Open Findings can be seen from the Findings > Open Findings view of DefectDojo.
Closed Findings
‘The Vulnerability recorded here is no longer active’.
Once the work on a Finding is complete, you can manually Close it from the Close Findings option. Alternatively, if a scan is re-imported into DefectDojo which does not contain a previously-recorded Finding, the previously-recorded Finding will automatically close.
Under Review
‘I have sent this Finding to one or more team members to look at.’
When a Finding is Under Review, it needs to be reviewed by a team member. You can put a Finding under review by Selecting Request Peer Review from the Finding’s drop-down menu.
Risk Accepted
‘Our team has evaluated the risk associated with this Finding, and we’ve agreed that we can safely delay fixing it.’

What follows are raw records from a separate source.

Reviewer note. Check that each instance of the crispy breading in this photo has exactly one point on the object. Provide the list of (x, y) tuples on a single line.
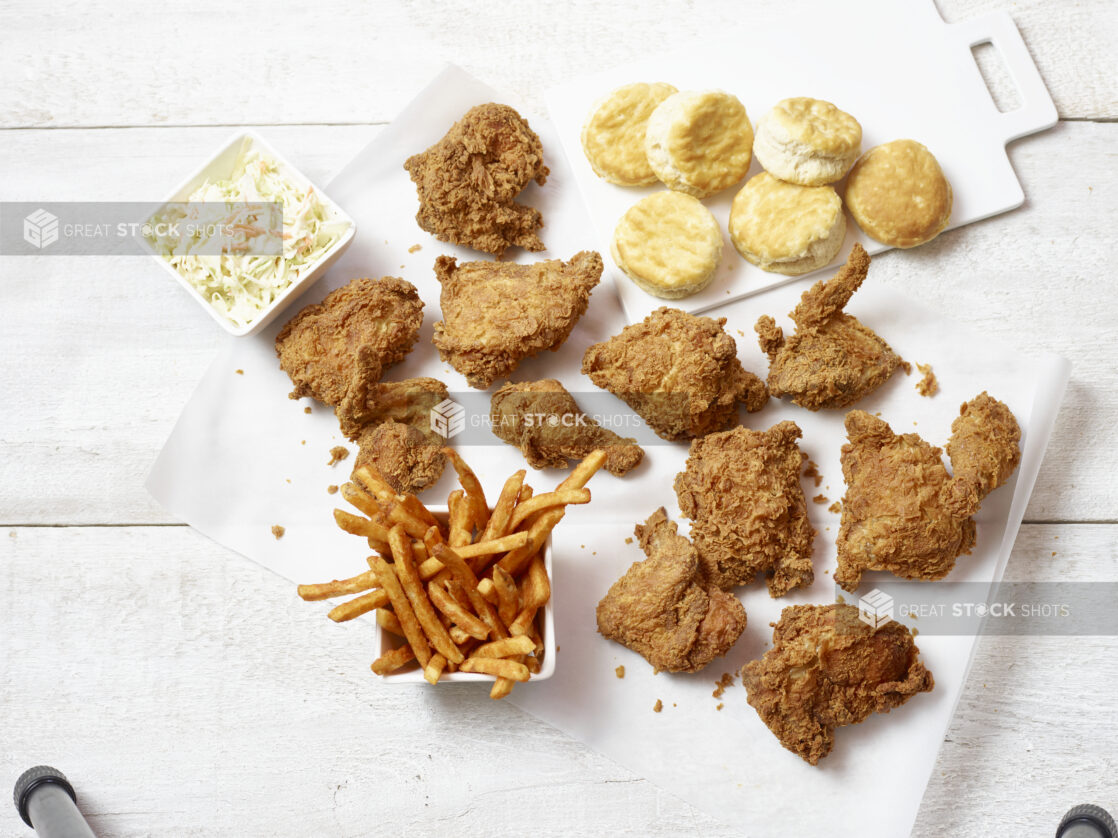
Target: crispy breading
[(827, 668), (741, 491), (664, 609), (495, 314), (543, 420), (319, 346), (469, 180), (679, 372), (832, 360)]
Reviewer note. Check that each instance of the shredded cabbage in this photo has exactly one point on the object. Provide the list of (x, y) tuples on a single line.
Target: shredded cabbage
[(240, 285)]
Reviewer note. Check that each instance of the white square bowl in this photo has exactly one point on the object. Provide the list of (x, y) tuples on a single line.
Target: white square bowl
[(413, 674), (220, 167)]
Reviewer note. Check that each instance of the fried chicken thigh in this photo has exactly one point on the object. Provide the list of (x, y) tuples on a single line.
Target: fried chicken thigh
[(495, 314), (741, 491), (319, 346), (664, 609), (679, 372), (545, 421), (832, 360), (469, 180), (827, 668), (902, 512)]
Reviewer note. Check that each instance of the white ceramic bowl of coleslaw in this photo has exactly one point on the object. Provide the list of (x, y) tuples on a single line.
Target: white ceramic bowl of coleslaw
[(243, 293)]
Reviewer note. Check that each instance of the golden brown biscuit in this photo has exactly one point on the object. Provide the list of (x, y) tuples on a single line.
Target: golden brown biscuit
[(784, 228), (898, 193), (613, 136), (809, 142), (669, 244), (700, 142)]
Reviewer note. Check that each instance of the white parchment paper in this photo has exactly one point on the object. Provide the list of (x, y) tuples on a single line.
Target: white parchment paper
[(244, 457)]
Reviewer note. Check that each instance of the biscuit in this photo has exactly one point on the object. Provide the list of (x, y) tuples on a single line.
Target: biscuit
[(785, 228), (809, 142), (699, 142), (898, 193), (613, 136), (669, 244)]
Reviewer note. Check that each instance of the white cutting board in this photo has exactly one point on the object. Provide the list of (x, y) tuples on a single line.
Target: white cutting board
[(893, 64)]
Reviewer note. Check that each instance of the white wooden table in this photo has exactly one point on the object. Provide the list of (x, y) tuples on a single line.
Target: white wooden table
[(187, 692)]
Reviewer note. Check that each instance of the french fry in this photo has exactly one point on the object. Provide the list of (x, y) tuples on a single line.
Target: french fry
[(434, 669), (408, 574), (499, 521), (338, 587), (469, 581), (404, 611), (458, 616), (361, 605), (500, 667), (547, 501), (392, 659), (503, 648)]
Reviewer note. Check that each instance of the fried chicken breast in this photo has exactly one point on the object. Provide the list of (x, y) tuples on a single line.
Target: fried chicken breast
[(319, 346), (832, 360), (741, 491), (902, 512), (679, 372), (664, 609), (495, 314), (545, 421), (827, 668), (469, 180)]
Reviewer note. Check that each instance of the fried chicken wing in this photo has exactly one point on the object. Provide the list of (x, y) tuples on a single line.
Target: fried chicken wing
[(902, 512), (319, 346), (679, 372), (827, 668), (741, 491), (545, 421), (664, 609), (495, 314), (832, 360), (469, 180)]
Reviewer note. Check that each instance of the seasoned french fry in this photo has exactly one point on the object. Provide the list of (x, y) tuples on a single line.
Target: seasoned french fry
[(503, 648), (338, 587), (508, 596), (404, 611), (500, 667), (408, 574), (434, 669), (547, 501), (392, 659), (463, 619), (361, 605), (499, 521)]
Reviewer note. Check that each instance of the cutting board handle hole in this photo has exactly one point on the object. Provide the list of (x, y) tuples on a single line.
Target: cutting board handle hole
[(996, 75)]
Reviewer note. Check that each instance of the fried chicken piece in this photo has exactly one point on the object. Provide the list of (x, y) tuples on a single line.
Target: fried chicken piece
[(741, 491), (827, 668), (469, 180), (832, 360), (319, 346), (679, 372), (545, 421), (495, 314), (664, 609), (902, 513)]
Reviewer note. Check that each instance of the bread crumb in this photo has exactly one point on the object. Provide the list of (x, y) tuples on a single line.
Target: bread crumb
[(928, 386)]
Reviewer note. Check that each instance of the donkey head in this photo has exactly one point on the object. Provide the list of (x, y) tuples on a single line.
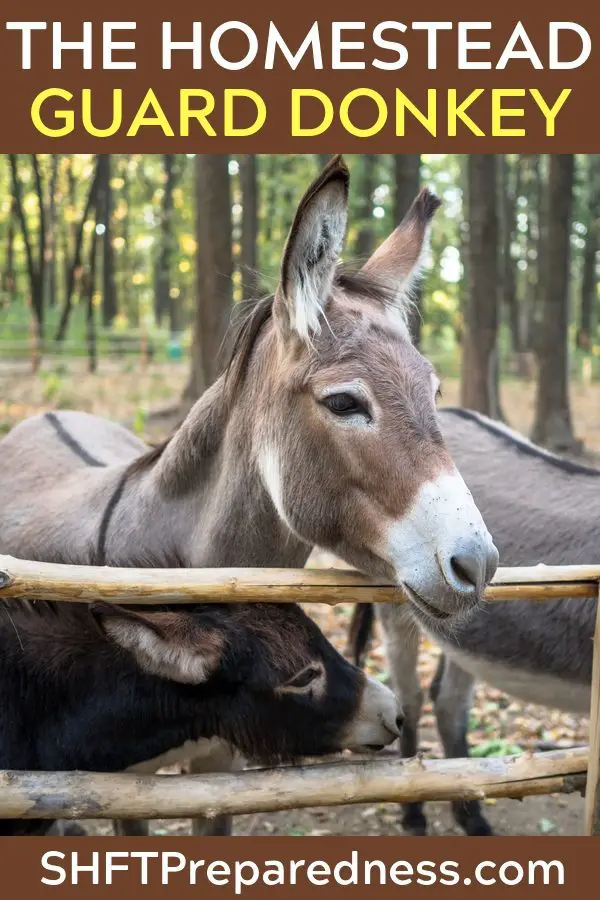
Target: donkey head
[(349, 446), (262, 677)]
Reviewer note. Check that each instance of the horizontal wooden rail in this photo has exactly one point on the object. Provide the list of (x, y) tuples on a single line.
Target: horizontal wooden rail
[(84, 795), (82, 584)]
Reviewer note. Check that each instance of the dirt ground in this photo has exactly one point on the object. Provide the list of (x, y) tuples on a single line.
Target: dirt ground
[(125, 392)]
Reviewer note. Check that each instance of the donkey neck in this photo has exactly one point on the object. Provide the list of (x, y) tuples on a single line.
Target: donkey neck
[(202, 502)]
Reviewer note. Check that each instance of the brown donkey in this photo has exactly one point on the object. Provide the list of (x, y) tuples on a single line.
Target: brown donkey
[(322, 431)]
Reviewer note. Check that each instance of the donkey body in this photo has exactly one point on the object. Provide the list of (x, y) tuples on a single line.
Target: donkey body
[(322, 431), (109, 689), (538, 652)]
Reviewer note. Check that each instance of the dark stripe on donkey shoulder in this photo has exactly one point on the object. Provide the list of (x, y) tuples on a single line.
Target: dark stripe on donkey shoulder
[(106, 517), (522, 446), (69, 441)]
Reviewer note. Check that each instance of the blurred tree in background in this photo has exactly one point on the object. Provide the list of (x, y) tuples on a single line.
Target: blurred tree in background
[(104, 255)]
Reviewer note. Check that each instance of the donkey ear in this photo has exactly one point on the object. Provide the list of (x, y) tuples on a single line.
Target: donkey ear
[(171, 645), (312, 251), (398, 261)]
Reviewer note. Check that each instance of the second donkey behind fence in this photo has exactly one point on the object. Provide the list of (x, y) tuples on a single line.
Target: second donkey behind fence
[(323, 430), (540, 508)]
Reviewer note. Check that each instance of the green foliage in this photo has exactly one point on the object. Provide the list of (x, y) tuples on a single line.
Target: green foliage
[(138, 183)]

Findings cannot always be remediated or addressed for various reasons. You can add a Risk Acceptance to a Finding with the Add Risk Acceptance option. Risk Acceptances allow you to upload files and enter notes to support a Risk Acceptance decision.
Risk Acceptances have expiry dates, at which time you can reevaluate the impact of the Finding and decide what to do next.
Out Of Scope
‘This Finding was discovered by our scanning tool, but detecting this kind of vulnerability was not the direct goal of our test.’
When you mark a Finding as Out Of Scope, you are indicating that it is not directly relevant to the Engagement or Test it is contained within.
If you have a testing and remediation effort related to a specific aspect of your software, you can use this Status to indicate that this Finding is not part of your effort.
False Positive
‘This Finding was discovered by our scanning tool, but after reviewing the Finding we have discovered that this reported vulnerability does not exist.’
Once you’ve reviewed a Finding, you might discover that the vulnerability reported does not actually exist. The False Positive status allows DefectDojo to keep track of this information, and future imports will also apply the False Positive status to this Finding.
If a different scanning tool finds a similar Finding, it will not be recorded as a False Positive. DefectDojo can only compare Findings within the same tool to determine if a Finding has already been recorded.
Inactive
‘This Finding was discovered previously but it was either mediated or does not require immediate attention.’
If a Finding is marked as Inactive, this means that the issue currently has no impact on the software environment and does not need to be addressed. This status does not necessarily mean that the issue has been resolved.